Let X be the per capita consumption of bottled water. We can calculate the z-score for 39 gallons using the formula:

z = (X - μ) / σ
z = (39 - 34.4) / 13

Using a standard normal distribution table or calculator, we can find the probability corresponding to this z-score:

P(X > 39) = P(Z > (39 - 34.4) / 13)
P(X > 39) = P(Z > 0.3538)

The probability that someone consumed more than 39 gallons of bottled water is approximately 1 - 0.6368 = 0.3632.

a. The probability that someone consumed more than 39 gallons of bottled water is approximately 0.3632.

b. To find the probability that someone consumed between 20 and 30 gallons of bottled water, we need to calculate the z-scores for both values and find the area between them.

z_20 = (20 - 34.4) / 13
z_30 = (30 - 34.4) / 13

Using the standard normal distribution table or calculator, we can find the probabilities corresponding to these z-scores:

P(20 < X < 30) = P(z_20 < Z < z_30)
P(20 < X < 30) = P((-1.1077 < Z < -0.3385)

The probability that someone consumed between 20 and 30 gallons of bottled water is approximately 0.4084 - 0.3694 = 0.039.

b. The probability that someone consumed between 20 and 30 gallons of bottled water is approximately 0.039.

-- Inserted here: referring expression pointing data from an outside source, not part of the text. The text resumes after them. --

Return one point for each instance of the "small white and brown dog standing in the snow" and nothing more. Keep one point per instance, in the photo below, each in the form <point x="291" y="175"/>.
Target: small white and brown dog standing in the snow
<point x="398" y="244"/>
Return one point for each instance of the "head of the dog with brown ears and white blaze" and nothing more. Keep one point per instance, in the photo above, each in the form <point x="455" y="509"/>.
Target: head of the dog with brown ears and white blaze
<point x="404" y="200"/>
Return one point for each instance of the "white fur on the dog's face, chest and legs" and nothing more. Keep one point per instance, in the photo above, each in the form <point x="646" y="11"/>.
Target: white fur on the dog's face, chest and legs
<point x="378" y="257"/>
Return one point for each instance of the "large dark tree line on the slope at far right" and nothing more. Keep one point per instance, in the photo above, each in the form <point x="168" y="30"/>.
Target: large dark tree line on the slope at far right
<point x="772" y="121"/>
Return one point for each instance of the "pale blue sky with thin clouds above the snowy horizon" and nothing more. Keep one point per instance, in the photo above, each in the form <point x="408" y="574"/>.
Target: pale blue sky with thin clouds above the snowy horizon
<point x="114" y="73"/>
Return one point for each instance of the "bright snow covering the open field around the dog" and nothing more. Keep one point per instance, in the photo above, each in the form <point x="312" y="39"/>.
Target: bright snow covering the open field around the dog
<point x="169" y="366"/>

c. To find the probability that someone consumed less than 20 gallons of bottled water, we can calculate the z-score for 20 gallons:

z = (20 - 34.4) / 13
z = -1.1077

Using the standard normal distribution table or calculator, we can find the probability corresponding to this z-score:

P(X < 20) = P(Z < -1.1077)

The probability that someone consumed less than 20 gallons of bottled water is approximately 1 - 0.3694 = 0.6306.

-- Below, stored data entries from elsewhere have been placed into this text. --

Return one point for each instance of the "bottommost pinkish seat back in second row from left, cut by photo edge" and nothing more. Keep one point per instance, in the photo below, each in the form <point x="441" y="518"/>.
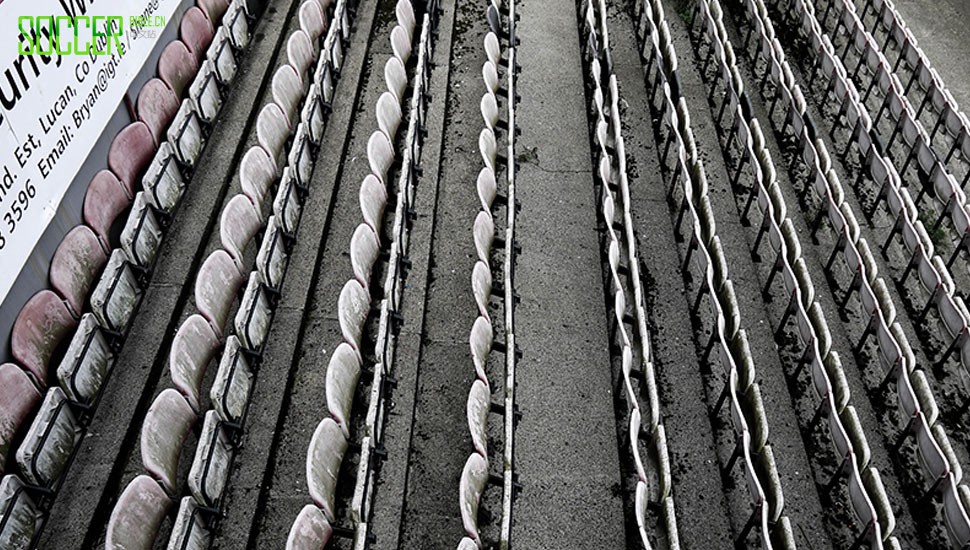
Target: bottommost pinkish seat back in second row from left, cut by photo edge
<point x="137" y="516"/>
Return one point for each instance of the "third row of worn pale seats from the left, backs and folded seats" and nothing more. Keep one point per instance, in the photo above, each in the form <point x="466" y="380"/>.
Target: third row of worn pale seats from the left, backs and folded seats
<point x="316" y="523"/>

c. The probability that someone consumed less than 20 gallons of bottled water is approximately 0.6306.

d. To find the value that corresponds to the 99th percentile, we need to find the z-score that corresponds to this percentile and then convert it back to the original scale using the mean and standard deviation.

The z-score that corresponds to the 99th percentile is approximately 2.3263. Rearranging the formula for the z-score:
z = (X - μ) / σ

We can solve for X:

X = z * σ + μ
X = 2.3263 * 13 + 34.4

X ≈ 63.45

99% of people consumed less than approximately 63.45 gallons of bottled water.

d. 99% of people consumed less than approximately 63.45 gallons of bottled water.